Normalize image subtract mean values (123.675, 116.28, 103.53) and divide by std (58.395, 57.12, 57.375)
Transpose HWC data layout to CHW and add batch dimension.
Add zero padding to input tensor by height or width (depends on aspect ratio) according Image Encoder expected input shape.
These steps are applicable to all available models
from ov_sam2_helper import ResizeLongestSide, preprocess_image, postprocess_masks
resizer = ResizeLongestSide(1024)
Image encoding#
To start work with image, we should preprocess it and obtain image
embeddings using ov_encoder
. We will use the same image for all
experiments, so it is possible to generate image embedding once and then
reuse them.
preprocessed_image = preprocess_image(image, resizer)
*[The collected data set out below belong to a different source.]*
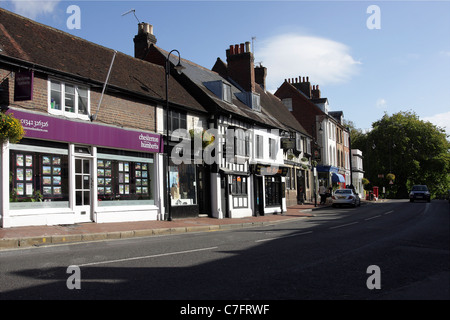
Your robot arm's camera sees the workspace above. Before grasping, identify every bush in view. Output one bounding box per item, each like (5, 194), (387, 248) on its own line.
(0, 112), (25, 144)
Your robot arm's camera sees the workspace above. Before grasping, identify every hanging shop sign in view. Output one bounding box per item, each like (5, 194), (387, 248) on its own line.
(251, 163), (289, 176)
(14, 70), (34, 101)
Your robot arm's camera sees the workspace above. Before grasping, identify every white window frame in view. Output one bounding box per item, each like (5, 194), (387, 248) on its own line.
(47, 78), (91, 120)
(222, 82), (232, 103)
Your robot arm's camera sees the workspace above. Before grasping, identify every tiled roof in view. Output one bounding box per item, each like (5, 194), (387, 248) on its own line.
(0, 8), (205, 112)
(153, 45), (298, 132)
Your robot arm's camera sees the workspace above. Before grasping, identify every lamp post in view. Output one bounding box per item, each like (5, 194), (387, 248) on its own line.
(165, 49), (184, 221)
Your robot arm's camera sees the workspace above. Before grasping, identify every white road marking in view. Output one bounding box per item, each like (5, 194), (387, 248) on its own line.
(255, 231), (313, 242)
(364, 215), (381, 221)
(328, 221), (359, 229)
(78, 247), (218, 267)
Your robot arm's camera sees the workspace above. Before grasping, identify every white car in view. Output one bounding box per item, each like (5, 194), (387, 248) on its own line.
(331, 189), (361, 207)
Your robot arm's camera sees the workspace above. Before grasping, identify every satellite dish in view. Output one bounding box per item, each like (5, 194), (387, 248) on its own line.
(122, 9), (141, 23)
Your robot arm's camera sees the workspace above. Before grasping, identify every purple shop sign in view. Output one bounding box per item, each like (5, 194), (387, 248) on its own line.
(8, 110), (163, 152)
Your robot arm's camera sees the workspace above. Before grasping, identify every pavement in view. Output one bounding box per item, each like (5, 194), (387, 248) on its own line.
(0, 204), (330, 250)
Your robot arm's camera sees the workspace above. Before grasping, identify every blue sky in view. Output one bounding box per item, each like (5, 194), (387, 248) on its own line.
(0, 0), (450, 134)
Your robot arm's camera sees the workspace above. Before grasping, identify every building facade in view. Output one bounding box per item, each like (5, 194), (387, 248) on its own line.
(0, 9), (201, 227)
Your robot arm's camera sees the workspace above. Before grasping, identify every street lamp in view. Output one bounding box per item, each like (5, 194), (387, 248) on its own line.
(165, 49), (185, 221)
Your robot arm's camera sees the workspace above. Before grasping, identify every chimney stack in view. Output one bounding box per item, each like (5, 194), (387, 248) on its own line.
(290, 76), (311, 99)
(255, 65), (267, 90)
(133, 22), (156, 59)
(311, 85), (320, 99)
(226, 41), (255, 92)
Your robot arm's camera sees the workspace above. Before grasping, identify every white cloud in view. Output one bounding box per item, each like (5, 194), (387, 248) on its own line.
(11, 0), (59, 19)
(422, 111), (450, 135)
(255, 33), (361, 91)
(439, 50), (450, 58)
(376, 98), (387, 109)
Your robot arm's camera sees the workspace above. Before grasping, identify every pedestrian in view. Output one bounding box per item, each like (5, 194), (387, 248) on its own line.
(319, 184), (327, 204)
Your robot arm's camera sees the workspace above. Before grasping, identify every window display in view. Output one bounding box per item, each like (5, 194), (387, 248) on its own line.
(265, 176), (281, 206)
(10, 150), (68, 203)
(169, 162), (197, 206)
(231, 175), (248, 208)
(97, 150), (153, 206)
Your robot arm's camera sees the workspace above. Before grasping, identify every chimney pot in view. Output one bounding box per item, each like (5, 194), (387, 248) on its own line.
(245, 41), (250, 52)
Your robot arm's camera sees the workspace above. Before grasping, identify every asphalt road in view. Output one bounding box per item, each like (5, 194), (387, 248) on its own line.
(0, 200), (450, 304)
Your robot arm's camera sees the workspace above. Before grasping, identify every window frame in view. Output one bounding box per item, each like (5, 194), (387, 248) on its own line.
(47, 78), (91, 120)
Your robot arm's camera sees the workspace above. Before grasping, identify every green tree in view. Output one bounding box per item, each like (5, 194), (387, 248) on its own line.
(352, 112), (450, 198)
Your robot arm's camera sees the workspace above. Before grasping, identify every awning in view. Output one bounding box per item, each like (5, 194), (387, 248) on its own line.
(331, 172), (345, 183)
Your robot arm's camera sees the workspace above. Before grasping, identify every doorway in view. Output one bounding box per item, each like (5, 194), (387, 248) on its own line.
(253, 175), (264, 217)
(74, 157), (92, 223)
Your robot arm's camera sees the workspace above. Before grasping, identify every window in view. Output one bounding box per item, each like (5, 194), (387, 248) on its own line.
(169, 161), (197, 206)
(231, 175), (248, 208)
(264, 176), (281, 207)
(10, 139), (69, 209)
(269, 138), (278, 160)
(256, 135), (263, 159)
(97, 148), (154, 206)
(281, 98), (292, 111)
(234, 129), (250, 157)
(49, 80), (90, 120)
(222, 82), (231, 103)
(164, 110), (187, 132)
(286, 168), (295, 190)
(252, 93), (261, 112)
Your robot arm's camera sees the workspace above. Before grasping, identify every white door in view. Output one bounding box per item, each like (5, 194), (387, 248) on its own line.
(75, 157), (93, 223)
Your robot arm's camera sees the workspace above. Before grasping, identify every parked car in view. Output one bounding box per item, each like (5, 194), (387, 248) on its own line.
(331, 189), (361, 207)
(409, 185), (431, 202)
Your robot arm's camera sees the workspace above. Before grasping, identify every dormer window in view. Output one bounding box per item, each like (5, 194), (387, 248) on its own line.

encoding_results = ov_encoder(preprocessed_image)
Now, we can try to provide different prompts for mask generation
Example point input#
In this example we select one point. The green star symbol show its location on the image below.
input_point = np.array([[500, 375]])
input_label = np.array([1])
plt.figure(figsize=(10, 10))
plt.imshow(image)
show_points(input_point, input_label, plt.gca())
plt.axis("off")
plt.show()
Add a batch index, concatenate a padding point, and transform it to input tensor coordinate system.
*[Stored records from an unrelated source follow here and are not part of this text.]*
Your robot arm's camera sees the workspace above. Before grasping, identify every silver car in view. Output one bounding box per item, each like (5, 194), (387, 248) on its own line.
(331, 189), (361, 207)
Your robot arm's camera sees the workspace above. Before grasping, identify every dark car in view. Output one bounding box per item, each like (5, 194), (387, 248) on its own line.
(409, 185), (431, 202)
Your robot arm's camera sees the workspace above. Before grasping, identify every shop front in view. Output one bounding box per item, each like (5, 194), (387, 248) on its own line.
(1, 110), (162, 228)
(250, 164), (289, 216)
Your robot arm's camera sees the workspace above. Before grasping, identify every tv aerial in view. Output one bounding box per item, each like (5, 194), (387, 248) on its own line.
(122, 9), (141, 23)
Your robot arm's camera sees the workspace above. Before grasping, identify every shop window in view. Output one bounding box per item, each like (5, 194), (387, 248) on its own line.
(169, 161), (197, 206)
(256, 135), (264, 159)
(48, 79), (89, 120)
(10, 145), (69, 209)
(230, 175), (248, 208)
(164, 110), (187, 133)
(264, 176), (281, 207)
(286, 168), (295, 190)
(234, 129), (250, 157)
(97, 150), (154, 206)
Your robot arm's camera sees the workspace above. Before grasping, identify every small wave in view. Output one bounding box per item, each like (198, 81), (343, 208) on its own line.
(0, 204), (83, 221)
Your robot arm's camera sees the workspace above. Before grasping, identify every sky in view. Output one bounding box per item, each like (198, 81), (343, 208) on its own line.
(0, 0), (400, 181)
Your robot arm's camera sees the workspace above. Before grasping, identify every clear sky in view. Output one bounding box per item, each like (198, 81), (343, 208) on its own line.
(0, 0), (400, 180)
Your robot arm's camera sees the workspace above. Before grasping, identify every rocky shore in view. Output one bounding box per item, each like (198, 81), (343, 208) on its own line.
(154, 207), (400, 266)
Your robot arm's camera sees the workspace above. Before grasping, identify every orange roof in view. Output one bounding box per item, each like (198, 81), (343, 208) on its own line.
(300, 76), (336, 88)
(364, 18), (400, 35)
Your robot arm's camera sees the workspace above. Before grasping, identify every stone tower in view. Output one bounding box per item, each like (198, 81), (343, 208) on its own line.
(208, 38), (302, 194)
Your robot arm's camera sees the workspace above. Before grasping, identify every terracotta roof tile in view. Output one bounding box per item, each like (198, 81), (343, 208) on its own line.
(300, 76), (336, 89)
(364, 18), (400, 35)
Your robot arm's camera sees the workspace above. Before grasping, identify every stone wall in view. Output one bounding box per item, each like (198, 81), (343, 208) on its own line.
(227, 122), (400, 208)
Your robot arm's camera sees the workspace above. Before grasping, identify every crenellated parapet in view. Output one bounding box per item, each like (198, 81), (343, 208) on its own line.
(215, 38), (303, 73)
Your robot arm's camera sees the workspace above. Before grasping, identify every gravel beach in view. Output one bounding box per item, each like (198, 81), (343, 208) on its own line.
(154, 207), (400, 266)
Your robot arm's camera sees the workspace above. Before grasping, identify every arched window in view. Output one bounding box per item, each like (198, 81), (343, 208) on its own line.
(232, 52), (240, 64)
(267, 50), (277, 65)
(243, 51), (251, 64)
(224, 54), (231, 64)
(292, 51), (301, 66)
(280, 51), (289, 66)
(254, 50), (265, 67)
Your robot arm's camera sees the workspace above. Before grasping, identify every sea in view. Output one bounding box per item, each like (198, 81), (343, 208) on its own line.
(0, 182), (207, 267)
coord = np.concatenate([input_point, np.array([[0.0, 0.0]])], axis=0)[None, :, :]
label = np.concatenate([input_label, np.array([-1])], axis=0)[None, :].astype(np.float32)
coord = resizer.apply_coords(coord, image.shape[:2]).astype(np.float32)
Package the inputs to run in the mask predictor.
inputs = {
"image_embeddings": torch.from_numpy(encoding_results[ov_encoder.output(0)]),
"high_res_feats_256": torch.from_numpy(encoding_results[ov_encoder.output(1)]),
"high_res_feats_128": torch.from_numpy(encoding_results[ov_encoder.output(2)]),
"point_coords": coord,
"point_labels": label,
}
Predict a mask and threshold it to get binary mask (0 - no object, 1 - object).
results = ov_predictor(inputs)
masks = results[ov_predictor.output(0)]
masks = postprocess_masks(masks, image.shape[:-1], resizer)
masks = masks > 0.0
mask = masks[0]
mask = np.transpose(mask, (1, 2, 0))
from ov_sam2_helper import show_mask
plt.figure(figsize=(10, 10))
plt.imshow(image)
show_mask(masks, plt.gca())
show_points(input_point, input_label, plt.gca())
plt.axis("off")
plt.show()
Example with multiple points#
in this example, we provide additional point for cover larger object area.
input_point = np.array([[500, 375], [1125, 625], [575, 750], [1405, 575]])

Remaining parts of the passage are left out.